Last week, the BEA released its 2024 annual update of the National Economic Accounts (NEAs), alongside the third estimate of Q2 GDP, and its revised estimate of corporate profits for that quarter. The revisions were significant. Both corporate profits and wages & salaries have been revised higher this year, a bullish signal for equities, adding support to the S&P 500’s 20.3% rise YTD. The annual update, with revised estimates for Q1 2019 through to Q1 2024, also included notable upward revisions to corporate profits and personal incomes.
The discrepancy between (softer) real GDI and (stronger) real GDP prints had led many to conclude that real GDP was overstating the resilience of the economy, and that real GDP would eventually ‘catch down’ to real GDI. The BEA’s latest revisions were particularly noteworthy in this regard. Real GDI has been revised sharply higher, and the statistical discrepancy between GDP and GDI has largely been revised out.

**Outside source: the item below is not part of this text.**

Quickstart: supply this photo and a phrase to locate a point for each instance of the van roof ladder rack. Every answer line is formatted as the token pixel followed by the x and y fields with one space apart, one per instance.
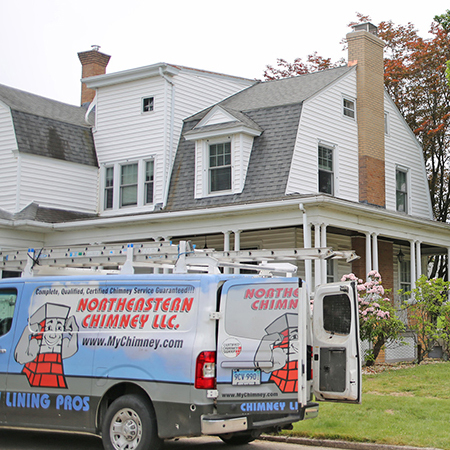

The hard data continue to run counter to the view that the US labour market has cracked, and that the economy is slowing. Seasonally adjusted initial claims declined from 222k (revised up from 219k) to 218k in the week ending September 21st. The Fed is cutting rates into a strong economy, signalling it will prioritise the maximum employment side of its dual mandate. This should continue to be positive for equities. But there is even less justification for the pace of rate cuts currently priced in, following the latest revisions.